A inacreditável senhora atreveu-se ainda a alegar que o Governo e a maioria parlamentar "cumpriram criteriosamente" as imposições do acórdão do ano passado, quando todos estávamos à espera que cumprissem, como é sua obrigação institucional, tão só o articulado da Lei Fundamental que está em vigor!
2. O que está em causa, desde logo, com esta decisão, é a derrota política do chefe do governo, Pedro Passos Coelho, que, pelo segundo ano consecutivo, reincide na ilegalidade, colocando-se em frontal desrespeito pela Constituição da República Portuguesa que, como bem sublinhou o Chefe do Estado, por estes dias, apesar da situação de assistência financeira em que o país se encontra, não está suspensa.
E porque não está é que, com esta decisão, que naturalmente complica as contas do executivo, por culpa própria, se assiste a uma vitória clara do Estado de Direito e do respeito pelas instituições e pela separação de poderes.
Chega de pressionar ilegitimamente outros órgãos de soberania, como o fez, com absoluta virulência, o chefe do Executivo, que deveria estar mais preocupado em cumprir as leis vigentes neste país e em governar devidamente, se é que tem estofo e competência técnica e politica para o fazer, do que se duvida cada vez mais.

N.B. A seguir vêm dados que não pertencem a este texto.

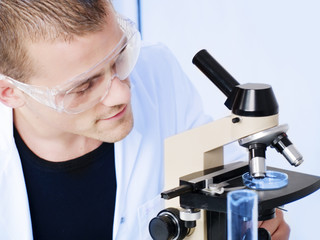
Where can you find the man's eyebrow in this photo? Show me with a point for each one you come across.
(89, 79)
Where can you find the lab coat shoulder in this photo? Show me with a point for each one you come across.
(177, 102)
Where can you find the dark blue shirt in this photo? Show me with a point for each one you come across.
(73, 199)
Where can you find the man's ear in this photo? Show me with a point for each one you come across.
(10, 96)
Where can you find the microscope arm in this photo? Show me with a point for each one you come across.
(202, 148)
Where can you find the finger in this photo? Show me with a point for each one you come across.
(273, 224)
(282, 233)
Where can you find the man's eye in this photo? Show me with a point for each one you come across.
(86, 86)
(82, 88)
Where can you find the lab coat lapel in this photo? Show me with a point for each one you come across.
(15, 221)
(126, 153)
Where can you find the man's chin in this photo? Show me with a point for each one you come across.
(118, 133)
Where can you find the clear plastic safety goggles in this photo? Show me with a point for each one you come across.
(91, 87)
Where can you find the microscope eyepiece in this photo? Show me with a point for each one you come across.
(284, 146)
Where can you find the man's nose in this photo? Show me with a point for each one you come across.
(119, 93)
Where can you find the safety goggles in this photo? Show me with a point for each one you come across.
(91, 87)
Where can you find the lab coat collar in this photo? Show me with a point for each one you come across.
(15, 221)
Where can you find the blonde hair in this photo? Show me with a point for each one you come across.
(48, 20)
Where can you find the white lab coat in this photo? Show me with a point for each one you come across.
(164, 103)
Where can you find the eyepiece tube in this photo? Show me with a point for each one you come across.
(215, 72)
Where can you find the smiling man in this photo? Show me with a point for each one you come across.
(81, 142)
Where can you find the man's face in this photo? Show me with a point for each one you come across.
(57, 62)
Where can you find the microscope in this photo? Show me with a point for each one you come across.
(194, 161)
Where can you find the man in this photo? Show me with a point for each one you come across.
(81, 144)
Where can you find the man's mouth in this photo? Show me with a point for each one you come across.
(117, 114)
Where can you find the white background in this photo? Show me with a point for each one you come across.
(266, 41)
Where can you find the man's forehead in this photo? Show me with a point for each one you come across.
(61, 60)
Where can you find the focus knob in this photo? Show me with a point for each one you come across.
(167, 226)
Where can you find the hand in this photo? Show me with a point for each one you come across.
(277, 227)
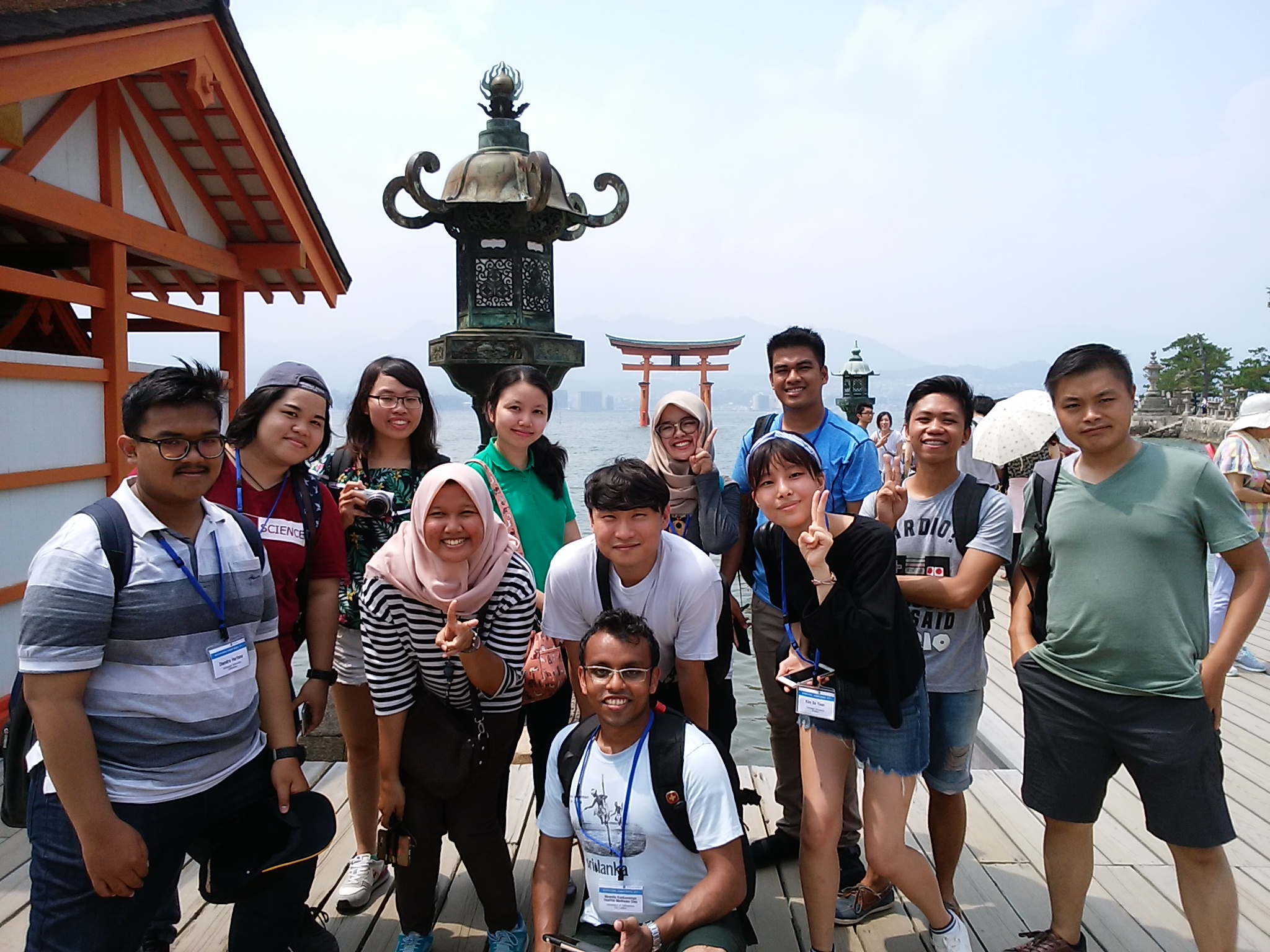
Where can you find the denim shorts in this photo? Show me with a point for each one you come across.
(954, 723)
(879, 747)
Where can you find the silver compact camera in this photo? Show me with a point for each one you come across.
(379, 503)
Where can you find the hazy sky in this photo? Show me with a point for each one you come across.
(978, 182)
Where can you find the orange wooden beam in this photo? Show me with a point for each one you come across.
(182, 163)
(51, 128)
(151, 283)
(228, 173)
(149, 170)
(30, 70)
(41, 286)
(48, 478)
(43, 371)
(187, 316)
(65, 211)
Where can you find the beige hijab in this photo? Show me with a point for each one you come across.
(677, 475)
(407, 564)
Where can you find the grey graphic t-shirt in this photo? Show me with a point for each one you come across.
(925, 545)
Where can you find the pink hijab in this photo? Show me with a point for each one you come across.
(414, 570)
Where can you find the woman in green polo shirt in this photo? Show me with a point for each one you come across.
(530, 470)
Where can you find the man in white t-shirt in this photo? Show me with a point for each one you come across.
(659, 576)
(647, 891)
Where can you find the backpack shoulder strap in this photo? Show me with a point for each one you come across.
(967, 503)
(253, 535)
(116, 536)
(603, 580)
(571, 754)
(666, 770)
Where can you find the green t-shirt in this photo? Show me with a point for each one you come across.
(540, 517)
(1128, 586)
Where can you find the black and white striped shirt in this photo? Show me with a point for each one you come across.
(399, 641)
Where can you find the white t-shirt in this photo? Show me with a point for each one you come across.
(680, 599)
(654, 858)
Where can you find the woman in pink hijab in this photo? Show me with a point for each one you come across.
(447, 610)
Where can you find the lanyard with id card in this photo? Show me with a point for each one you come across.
(615, 896)
(228, 656)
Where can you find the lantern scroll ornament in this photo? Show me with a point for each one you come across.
(506, 207)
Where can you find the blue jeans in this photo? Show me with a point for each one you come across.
(954, 724)
(66, 915)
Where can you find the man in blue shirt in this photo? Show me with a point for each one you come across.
(798, 375)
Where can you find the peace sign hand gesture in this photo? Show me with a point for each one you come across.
(700, 461)
(893, 495)
(815, 541)
(458, 635)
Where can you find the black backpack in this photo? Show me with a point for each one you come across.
(748, 558)
(1043, 479)
(666, 769)
(19, 731)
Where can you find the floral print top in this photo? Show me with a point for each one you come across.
(365, 537)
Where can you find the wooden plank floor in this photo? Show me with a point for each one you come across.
(1133, 903)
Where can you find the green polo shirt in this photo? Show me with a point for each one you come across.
(540, 517)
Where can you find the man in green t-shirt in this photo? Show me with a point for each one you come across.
(1126, 674)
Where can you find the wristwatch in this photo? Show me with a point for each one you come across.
(657, 935)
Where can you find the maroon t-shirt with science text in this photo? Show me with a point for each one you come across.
(283, 535)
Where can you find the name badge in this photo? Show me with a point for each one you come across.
(229, 658)
(815, 702)
(619, 901)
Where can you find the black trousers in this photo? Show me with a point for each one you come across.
(475, 821)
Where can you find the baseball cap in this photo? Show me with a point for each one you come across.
(288, 374)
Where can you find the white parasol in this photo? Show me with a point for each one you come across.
(1015, 427)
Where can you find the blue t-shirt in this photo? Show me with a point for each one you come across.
(851, 470)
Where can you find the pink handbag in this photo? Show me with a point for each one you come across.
(545, 667)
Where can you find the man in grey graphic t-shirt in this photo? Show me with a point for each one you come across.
(943, 587)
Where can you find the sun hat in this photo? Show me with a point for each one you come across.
(259, 840)
(1254, 412)
(290, 374)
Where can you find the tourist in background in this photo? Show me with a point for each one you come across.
(528, 470)
(1124, 674)
(798, 375)
(447, 610)
(390, 443)
(705, 509)
(1244, 459)
(835, 576)
(945, 563)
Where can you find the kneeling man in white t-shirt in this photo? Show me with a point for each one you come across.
(647, 891)
(658, 575)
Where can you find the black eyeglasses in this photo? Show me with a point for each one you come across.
(601, 673)
(687, 427)
(173, 448)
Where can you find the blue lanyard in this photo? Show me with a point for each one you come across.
(626, 805)
(238, 485)
(789, 631)
(220, 573)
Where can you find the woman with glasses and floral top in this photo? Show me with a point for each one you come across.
(390, 443)
(705, 509)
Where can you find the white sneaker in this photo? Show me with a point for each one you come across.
(366, 879)
(956, 938)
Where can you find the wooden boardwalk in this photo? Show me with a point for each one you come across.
(1133, 904)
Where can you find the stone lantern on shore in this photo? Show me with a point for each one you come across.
(506, 207)
(855, 385)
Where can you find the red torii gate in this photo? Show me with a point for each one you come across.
(676, 351)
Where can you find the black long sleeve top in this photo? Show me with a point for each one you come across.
(863, 628)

Na derrota colossal do governo, que não aprendeu a lição do ano anterior, há também um lugar destacado para o símbolo da incompetência e do desaire financeiro destes dois anos. Tem o nome de Vítor Gaspar. Ele fica irremediavelmente fragilizado com esta decisão do Tribunal Constitucional, porque é o responsável pela elaboração do Orçamento que, em dois anos seguidos, enferma da violação de normas constitucionais. A escassa credibilidade do ministro das Finanças, já pelas ruas da amargura, pelos sucessivos falhanços das suas previsões, acaba atolada na lama pelo desafio malogrado aos juízes do Palácio Ratton.
Mas também o Presidente da República sai chamuscado desta situação, porquanto poderia ter enviado, preventivamente, para o Tribunal Constitucional uma lei que indiciava graves vícios de inconstitucionalidade, mas que acabou por promulgar, alegando o “interesse nacional”. Veio-se agora a verificar que, tal como tinha acontecido em 2012, Cavaco Silva não cumpriu as suas funções constitucionais e acabou por promulgar, reincidentemente, uma lei inconstitucional.
Tal como Passos Coelho, Vítor Gaspar e todo o governo, o presidente da República é claramente um derrotado pela decisão do TC.
 
3. Aqui chegados, mais duas notas. De lamentar a exorbitante dramatização do discurso do governo, na sequência da decisão do Tribunal Constitucional, que já era esperada e que não atinge o montante inicialmente especulado. O que se verifica é que o governo quer mascarar os seus falhanços contumazes, do ponto de vista financeiro e orçamental, com esta decisão do Tribunal. Como não consegue acertar nas suas previsões, sucessivamente falhadas e como a execução orçamental do primeiro trimestre parece ser um desastre, nada melhor que uma “cruzada” política contra um órgão de soberania que se limita a exercer as suas funções, para disfarçar e ocultar os insucessos consecutivos do incompetente ministro Vítor Gaspar.
Por outro lado, evidenciar a posição do Presidente da República no sentido de reiterar que o governo tem todas as condições para continuar a governar. Não é o chumbo do TC que vai alterar o que quer que seja. Os falhanços financeiros são sucessivos, as contas estão permanentemente erradas, os “buracos” orçamentais seguem-se uns aos outros. E ainda falta cortar 4 mil milhões de euros, em nome de uma fantasmagoria chamada “refundação ou reforma do Estado”. Que renegoceiem com a tróica, que deixem de ser capachos da Europa!
Se estes cavalheiros não passam de incapazes, como têm demonstrado, que vão pregar a outra freguesia. Pior que eles será difícil encontrar!